Grifols Agrees to Buy Talecris Gaining a Third of US Market Share (TLCR, BAX, CHTP, CTIC, TTHI, GTXI, ABII, MATK)
Grifols has agreed to buy Talecris Biotherapeutics (TLCR) for $3.4. billion, helping the company capture more than a third of the US market, according to Bloomberg. Under the terms of the deal, Grifols will pay $26.16 in cash and stock for each share of Talecris stock, representing a 64% premium over Talecris closing price on Friday. Andrew Goodsall, a health-care analyst with UBS AG in Sydney told Bloomberg the deal gives Grifols the same share of the domestic blood-based infusion market as Baxter International (BAX) and more than CSL Ltd., which owns a 29% share.
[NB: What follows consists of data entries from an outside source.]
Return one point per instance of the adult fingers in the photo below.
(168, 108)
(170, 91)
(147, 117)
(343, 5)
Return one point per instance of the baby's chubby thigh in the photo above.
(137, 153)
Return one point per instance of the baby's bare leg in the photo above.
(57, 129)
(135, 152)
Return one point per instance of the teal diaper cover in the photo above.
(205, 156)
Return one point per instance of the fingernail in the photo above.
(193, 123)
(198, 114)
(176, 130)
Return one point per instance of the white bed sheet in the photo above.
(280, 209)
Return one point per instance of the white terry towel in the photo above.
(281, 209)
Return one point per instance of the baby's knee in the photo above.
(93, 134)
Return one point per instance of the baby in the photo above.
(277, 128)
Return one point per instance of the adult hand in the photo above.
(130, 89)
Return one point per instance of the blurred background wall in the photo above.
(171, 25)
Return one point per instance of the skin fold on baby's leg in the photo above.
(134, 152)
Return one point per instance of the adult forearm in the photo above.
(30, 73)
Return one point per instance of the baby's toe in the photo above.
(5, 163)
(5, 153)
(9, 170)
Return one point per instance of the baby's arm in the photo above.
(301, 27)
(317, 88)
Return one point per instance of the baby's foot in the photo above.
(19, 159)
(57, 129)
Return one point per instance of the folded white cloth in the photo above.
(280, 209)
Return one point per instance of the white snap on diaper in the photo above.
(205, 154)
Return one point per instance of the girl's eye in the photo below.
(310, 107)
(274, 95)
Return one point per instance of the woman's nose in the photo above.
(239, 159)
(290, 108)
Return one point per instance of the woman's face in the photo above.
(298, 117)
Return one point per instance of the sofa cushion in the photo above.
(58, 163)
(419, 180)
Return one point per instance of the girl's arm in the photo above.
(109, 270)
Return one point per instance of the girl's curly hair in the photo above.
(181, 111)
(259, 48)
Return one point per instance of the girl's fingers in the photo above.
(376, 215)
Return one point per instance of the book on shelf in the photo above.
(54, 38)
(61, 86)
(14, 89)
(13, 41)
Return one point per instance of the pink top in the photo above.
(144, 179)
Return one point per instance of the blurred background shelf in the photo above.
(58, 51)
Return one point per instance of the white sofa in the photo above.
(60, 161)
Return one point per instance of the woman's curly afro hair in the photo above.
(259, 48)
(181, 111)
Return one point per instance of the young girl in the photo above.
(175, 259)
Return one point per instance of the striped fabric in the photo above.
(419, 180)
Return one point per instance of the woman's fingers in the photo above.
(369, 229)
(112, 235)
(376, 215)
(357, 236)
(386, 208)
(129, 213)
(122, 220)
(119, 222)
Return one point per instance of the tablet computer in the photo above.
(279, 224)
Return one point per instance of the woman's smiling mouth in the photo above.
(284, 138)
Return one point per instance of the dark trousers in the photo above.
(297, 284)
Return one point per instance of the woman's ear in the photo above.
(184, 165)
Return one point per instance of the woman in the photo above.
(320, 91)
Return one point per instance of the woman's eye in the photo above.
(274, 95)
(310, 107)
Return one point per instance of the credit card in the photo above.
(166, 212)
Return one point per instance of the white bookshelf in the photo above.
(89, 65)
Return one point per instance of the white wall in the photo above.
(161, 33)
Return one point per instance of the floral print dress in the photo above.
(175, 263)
Grifols does not expect any problems with the FTC, according to the report, and the deal is expected to be complete by the end of the year.
As a whole, the Biotechnology Stocks Index has gained more than 1%. The acquisition announcement has sent Taleris soaring over 25%. Other top performers in the Index include Chelsea Therapeutics International (CHTP), Cell Therapeutics (CTIC), and Transition Therapeutics (TTHI).
Talecris, created when Bayer spun off its plasma business in 2005, went public on October 1, 2009. It is easily the top performer in the 2009 IPOs Index on the day, and as a whole, the Index has outperformed the S&P 500 by 2% over the last month.
Over the last week, a number of other biotech names have also tacked on substantial rallies. GTx (GTXI), Abraxis BioScience (ABII), and Martek Biosciences (MATK) have all gained more than 20% for the period. Martek’s pop came after topping EPS estimates after the bell on Thursday and Abraxis erased its morning gains despite reporting positive results from its Phase 3 Abraxane trial.